Saturday, August 6, 2011

Verbs Make Good Writing

Often people who want their language to sound intellectual or highbrow succeed only in detaching themselves from their prose.  They employ passive voice and excessive auxiliary verbs, resulting in writing that floats around the topic without ever effectively engaging and driving through it.  Such writing wilts on the page, so that readers have to force themselves to slog through sentence after sentence, paragraph after paragraph of writing that comes off almost exactly as interesting as limp leaves of lettuce.

Teachers of writing of course excoriate this practice; they rail against passive voice almost by habit, and implore aspiring writers to make their prose active.  But I seldom see anything that approaches the reasons for the problem.  They blast passive voice and "weak" verbs as simply bad writing.

That accusation carries some truth, of course.  I would argue, though, that some writers use these techniques intentionally, or at least use them because they are modeling their writing after others who did so.  By exploring and undermining some of the reasons for which people write so antiseptically, we can perhaps do more to help writers move past the resulting blandness.

The Ivory Tower

Much academic writing plays in passive voice and auxiliary verbs.  While academia at present is working to move past this, one can certainly see reasons it has traditionally wallowed in it.  One can be attributed to the metaphorical Ivory Tower.  The most prestigious academic institutions, for many years, prided themselves in approaching the world as bastions of intellectual glory that, while existing in the world, thrived separately from it.  Thus, prose that came alive from within a topic would seem to undermine that role.  Thus, one might write, "Although racism as public policy has disappeared, millions have been, and continue to be, affected by racism every day," rather than "Federal and state governments eliminated Jim Crow laws over time, but individuals and groups continue to punish minorities every day simply for the color of their skin."  The former seeks to remain above the fray, explaining without engaging, while the latter slips into the moment itself, reading as though it comes from within rather than without.

This approach, however, ignores something important about how language works: writing already exists separately from that to which it refers.  Semiotics and deconstruction teach (or in the minds of some, taught) that words refer to things or ideas, rather than being those things or people.  The word "chair" is not a chair; rather, it refers to an object--and without clarification, it may refer to, for example, a stool, a recliner, a rocking chair, or the wheeled, swiveling, leather-covered object on which I am sitting now.  We can write with more precision to try to make the referent more specific, and thus leave the same idea in most readers.  But if we think of the levels of separation between writer and reader, we have (1) the thing or concept in the writer's experience, (2) experienced in a unique way by that writer, (3) put into words in which the writer hopes to convey that experience, (4) the reader's interpretation of those words, (5) affected by things, ideas, or experiences that the reader holds.  A writer needs no help separating him/herself from the topic or the reader; if anything, trying to move closer to the experience with verbs (not to mention nouns and modifiers).  We need not use language to create barriers beyond those built into the structure of language.

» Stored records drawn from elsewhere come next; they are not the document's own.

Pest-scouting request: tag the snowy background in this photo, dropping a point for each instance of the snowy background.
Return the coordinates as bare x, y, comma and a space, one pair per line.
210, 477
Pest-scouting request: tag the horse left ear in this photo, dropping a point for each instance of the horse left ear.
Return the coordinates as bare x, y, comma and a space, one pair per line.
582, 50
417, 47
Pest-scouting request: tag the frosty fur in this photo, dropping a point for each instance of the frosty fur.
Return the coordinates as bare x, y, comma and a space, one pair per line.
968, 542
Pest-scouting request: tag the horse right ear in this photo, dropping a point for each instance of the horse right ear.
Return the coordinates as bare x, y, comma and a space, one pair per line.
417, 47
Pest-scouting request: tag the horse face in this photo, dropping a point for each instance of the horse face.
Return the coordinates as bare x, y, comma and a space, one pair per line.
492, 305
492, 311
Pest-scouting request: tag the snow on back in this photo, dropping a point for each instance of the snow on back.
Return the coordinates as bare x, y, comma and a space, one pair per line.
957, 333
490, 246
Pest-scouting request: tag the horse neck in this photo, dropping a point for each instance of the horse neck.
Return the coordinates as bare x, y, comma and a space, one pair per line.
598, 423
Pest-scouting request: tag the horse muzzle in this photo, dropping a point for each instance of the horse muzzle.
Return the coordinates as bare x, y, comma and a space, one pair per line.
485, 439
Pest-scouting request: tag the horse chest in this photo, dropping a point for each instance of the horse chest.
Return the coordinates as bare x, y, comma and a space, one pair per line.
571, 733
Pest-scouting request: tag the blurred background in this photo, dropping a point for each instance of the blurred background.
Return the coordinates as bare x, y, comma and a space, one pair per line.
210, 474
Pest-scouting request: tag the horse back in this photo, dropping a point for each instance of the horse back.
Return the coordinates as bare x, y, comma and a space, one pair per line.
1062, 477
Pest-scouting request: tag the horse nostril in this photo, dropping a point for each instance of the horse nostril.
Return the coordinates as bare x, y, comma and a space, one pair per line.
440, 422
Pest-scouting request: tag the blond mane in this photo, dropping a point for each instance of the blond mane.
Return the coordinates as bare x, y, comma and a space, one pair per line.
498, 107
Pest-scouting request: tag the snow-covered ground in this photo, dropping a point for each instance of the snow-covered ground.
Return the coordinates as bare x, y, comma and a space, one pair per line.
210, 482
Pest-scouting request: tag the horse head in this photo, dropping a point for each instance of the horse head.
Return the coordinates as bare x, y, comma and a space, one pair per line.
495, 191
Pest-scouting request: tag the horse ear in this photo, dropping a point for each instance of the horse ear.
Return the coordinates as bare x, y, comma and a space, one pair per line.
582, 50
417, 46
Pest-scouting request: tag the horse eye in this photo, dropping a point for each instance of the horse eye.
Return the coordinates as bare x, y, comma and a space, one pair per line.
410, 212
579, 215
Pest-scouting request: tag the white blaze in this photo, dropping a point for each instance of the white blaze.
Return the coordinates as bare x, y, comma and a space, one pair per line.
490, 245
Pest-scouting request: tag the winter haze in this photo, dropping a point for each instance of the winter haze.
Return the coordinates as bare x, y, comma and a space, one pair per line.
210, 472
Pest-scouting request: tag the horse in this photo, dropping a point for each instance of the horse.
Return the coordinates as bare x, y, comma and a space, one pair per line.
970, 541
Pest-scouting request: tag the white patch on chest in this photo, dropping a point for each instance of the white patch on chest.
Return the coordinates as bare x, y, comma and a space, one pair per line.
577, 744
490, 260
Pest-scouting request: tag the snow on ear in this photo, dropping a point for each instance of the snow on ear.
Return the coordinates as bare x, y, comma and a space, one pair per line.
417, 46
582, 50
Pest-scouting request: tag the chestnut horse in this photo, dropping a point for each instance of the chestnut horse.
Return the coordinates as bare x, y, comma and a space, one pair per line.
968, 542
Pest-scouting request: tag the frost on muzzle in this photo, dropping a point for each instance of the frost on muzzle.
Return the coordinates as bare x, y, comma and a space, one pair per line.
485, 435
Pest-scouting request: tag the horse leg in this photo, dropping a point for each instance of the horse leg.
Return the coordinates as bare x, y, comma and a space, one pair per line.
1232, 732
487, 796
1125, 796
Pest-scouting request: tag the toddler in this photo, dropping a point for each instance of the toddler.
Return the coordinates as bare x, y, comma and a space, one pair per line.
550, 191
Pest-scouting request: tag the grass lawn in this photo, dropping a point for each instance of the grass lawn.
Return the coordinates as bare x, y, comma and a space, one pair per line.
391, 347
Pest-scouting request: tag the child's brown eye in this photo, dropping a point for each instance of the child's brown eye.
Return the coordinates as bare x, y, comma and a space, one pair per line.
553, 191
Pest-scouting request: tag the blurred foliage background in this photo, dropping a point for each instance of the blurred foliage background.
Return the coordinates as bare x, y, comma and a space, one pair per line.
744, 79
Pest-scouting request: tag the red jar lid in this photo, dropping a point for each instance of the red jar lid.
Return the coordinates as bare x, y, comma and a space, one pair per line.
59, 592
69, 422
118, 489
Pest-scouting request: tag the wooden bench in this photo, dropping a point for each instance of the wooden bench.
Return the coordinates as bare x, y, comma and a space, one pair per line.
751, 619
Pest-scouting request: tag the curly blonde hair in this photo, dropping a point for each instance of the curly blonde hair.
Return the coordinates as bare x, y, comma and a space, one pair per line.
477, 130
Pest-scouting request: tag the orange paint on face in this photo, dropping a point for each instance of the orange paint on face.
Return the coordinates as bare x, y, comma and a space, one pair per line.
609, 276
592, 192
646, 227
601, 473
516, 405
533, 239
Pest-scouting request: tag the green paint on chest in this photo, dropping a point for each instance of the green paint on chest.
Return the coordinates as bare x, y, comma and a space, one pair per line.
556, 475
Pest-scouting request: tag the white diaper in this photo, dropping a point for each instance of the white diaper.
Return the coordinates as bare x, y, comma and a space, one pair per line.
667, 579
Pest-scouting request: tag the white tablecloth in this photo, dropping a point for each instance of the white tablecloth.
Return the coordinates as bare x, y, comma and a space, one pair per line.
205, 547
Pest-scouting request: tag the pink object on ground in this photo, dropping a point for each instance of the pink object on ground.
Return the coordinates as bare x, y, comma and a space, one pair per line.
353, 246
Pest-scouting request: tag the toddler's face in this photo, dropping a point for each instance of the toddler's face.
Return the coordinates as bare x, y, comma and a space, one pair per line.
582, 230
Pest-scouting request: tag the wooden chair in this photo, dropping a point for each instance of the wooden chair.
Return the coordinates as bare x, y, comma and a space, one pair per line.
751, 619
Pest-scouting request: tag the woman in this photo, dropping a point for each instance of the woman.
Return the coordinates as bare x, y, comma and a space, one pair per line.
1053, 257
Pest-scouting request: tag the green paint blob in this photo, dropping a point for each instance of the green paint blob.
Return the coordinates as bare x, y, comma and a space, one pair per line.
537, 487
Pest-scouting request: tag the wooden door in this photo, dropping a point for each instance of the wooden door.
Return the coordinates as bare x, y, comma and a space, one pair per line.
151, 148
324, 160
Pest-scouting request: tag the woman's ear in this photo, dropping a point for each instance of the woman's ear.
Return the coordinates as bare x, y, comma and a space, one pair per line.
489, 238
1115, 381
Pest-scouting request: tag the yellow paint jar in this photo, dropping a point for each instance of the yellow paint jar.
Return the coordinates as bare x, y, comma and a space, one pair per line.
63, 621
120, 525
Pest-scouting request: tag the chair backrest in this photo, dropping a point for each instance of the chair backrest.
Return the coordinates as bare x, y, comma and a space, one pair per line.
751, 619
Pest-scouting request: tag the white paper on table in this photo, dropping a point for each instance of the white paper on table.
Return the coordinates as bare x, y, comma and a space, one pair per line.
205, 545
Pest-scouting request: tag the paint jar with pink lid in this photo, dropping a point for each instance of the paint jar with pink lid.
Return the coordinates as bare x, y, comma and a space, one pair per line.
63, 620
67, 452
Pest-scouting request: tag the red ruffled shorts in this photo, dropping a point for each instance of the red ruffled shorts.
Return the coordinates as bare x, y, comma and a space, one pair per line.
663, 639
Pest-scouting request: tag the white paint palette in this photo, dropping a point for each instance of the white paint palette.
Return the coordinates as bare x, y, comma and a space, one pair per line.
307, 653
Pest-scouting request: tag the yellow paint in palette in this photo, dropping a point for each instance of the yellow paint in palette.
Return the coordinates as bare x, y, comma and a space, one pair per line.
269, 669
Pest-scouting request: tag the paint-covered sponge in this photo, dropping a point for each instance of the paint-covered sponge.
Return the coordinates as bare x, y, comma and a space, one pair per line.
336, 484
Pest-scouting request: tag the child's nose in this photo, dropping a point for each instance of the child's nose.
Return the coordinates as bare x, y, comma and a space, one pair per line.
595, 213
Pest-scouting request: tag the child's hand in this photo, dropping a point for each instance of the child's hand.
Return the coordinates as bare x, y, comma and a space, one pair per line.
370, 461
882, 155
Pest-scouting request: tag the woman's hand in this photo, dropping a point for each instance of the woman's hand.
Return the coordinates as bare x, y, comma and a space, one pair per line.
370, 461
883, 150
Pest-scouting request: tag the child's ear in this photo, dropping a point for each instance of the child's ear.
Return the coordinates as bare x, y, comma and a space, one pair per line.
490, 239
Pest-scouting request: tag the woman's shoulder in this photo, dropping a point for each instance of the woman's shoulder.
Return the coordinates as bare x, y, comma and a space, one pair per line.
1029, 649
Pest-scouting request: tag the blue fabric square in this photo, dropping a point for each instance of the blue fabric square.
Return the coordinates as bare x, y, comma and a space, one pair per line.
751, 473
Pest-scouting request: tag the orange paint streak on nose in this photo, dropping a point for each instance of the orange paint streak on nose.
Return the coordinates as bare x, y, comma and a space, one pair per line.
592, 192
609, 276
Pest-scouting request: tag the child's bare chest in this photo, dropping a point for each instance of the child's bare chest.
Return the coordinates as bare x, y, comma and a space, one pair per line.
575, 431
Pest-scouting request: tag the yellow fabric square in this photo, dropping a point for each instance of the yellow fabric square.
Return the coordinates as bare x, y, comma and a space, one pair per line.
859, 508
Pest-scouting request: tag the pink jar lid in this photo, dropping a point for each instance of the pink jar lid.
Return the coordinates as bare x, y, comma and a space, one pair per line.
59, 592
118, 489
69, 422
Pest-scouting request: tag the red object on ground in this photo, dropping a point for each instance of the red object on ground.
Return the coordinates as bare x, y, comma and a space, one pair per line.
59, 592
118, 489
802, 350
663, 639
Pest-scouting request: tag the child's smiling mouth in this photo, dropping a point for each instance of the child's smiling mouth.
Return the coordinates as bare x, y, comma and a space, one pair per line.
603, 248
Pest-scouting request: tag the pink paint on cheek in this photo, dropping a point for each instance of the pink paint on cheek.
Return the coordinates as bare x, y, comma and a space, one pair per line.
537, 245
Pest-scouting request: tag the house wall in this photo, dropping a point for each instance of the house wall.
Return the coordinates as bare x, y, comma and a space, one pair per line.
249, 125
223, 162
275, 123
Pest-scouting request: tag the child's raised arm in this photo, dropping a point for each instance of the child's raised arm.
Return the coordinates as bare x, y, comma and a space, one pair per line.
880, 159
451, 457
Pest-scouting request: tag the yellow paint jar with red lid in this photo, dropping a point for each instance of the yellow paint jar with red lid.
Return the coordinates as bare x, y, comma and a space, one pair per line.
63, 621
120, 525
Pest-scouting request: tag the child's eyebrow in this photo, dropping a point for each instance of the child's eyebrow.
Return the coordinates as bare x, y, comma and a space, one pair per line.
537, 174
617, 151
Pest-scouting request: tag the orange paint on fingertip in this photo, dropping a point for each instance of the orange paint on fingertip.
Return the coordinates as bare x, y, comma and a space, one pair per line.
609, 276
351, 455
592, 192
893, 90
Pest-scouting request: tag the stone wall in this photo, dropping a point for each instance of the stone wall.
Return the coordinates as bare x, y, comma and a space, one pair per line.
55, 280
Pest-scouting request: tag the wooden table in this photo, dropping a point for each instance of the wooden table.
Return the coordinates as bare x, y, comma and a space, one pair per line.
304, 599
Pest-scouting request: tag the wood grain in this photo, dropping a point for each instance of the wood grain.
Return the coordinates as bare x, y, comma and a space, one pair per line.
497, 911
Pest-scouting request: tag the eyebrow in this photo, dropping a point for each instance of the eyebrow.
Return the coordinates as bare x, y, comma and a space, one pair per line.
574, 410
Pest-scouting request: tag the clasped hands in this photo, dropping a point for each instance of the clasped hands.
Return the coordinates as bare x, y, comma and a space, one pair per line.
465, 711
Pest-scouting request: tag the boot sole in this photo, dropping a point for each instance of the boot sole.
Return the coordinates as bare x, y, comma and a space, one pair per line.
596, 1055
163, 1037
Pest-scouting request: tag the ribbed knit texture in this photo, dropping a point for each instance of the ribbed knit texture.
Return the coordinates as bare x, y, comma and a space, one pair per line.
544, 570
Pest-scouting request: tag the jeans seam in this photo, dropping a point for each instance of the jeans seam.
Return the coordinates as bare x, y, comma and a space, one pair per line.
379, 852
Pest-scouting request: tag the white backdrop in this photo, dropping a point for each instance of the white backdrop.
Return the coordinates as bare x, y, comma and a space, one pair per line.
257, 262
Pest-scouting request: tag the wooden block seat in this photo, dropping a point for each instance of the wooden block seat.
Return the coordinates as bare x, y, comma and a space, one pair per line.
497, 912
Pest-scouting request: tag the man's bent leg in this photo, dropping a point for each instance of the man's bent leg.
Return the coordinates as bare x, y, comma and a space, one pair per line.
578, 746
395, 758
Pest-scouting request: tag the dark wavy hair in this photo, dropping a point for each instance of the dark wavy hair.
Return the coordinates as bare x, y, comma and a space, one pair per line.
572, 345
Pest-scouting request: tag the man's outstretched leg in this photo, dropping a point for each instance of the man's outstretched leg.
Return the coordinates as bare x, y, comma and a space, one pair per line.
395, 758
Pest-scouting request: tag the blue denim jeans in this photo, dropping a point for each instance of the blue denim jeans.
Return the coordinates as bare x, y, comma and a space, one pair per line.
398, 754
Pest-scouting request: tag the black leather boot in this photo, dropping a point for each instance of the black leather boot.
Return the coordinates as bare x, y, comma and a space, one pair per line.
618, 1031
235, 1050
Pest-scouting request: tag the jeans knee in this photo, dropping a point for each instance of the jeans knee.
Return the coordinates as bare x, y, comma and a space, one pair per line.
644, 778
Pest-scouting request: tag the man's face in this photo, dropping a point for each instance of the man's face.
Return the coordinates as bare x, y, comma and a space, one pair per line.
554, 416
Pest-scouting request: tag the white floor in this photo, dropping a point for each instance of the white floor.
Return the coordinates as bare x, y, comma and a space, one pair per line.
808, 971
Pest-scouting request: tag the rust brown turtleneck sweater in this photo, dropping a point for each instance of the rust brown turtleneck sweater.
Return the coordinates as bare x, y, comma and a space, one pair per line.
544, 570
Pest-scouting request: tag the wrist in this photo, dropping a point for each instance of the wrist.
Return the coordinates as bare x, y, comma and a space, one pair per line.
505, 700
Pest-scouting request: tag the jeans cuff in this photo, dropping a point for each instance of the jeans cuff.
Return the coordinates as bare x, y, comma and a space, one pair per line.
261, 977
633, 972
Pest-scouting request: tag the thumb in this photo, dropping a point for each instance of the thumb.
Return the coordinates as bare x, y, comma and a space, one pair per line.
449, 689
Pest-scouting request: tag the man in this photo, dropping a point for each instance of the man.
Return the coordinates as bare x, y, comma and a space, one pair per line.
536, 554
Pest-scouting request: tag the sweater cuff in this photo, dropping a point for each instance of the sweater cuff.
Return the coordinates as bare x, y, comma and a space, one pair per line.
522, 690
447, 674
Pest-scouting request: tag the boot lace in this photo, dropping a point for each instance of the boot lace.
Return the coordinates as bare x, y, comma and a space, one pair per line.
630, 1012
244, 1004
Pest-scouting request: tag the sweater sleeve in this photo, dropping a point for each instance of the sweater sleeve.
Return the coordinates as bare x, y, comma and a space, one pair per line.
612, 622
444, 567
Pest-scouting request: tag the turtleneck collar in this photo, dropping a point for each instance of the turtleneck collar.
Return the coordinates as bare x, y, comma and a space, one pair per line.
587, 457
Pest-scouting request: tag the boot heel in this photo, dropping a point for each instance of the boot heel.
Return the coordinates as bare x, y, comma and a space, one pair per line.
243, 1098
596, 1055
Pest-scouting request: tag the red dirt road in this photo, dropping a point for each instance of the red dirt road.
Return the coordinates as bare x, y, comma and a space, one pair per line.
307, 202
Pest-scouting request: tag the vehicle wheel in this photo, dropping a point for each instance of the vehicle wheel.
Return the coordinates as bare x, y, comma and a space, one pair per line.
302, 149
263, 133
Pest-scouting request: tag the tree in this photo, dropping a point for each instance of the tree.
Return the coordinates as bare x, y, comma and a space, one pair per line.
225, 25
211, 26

Similarly, some use passive voice to avoid claiming positions, and auxiliary verbs to intentionally weaken the stance one assumes in positioning oneself.  The racism example above does this: racism is, and its victims are affected, rather than anyone having established it or acted to perpetuate it.  One can acknowledge a problem without pointing fingers, or make a suggestion without putting oneself in a position for retaliatory comment.

We now live in a sociohistorical moment in which this fails utterly.  Any fool can post his or her thoughts for the world to see; many might argue I am doing so with the words you are now reading.  Moreover, weaseling out of a direct stance does nothing to dissuade those who agree with the stance you can be interpreted to be taking from lending vocal support, nor those who disagree from lambasting in rebuttal.  Better to dive in and build clear thoughts, and clarify positions with stronger language.  Amateur pundits will attack what you write and what you don't.  In such a world, most writers will feel better facing real disagreement than personal attacks having nothing to do with what you've written or even thought.


Writing that attempts to remain above the fray ultimately fails to engage not only the topic, but the reader as well.  The best prose burrows into a topic, lives in it, drives through it.  Language already exists separate from its subject.  Trying to hold it away, to speak through a disembodied voice that dances around a topic, only pushes the writing further away.  Strong verbs push language and concept together, forcing the writer to engage.  And if the writer fails to engage, s/he can never expect the reader to do otherwise.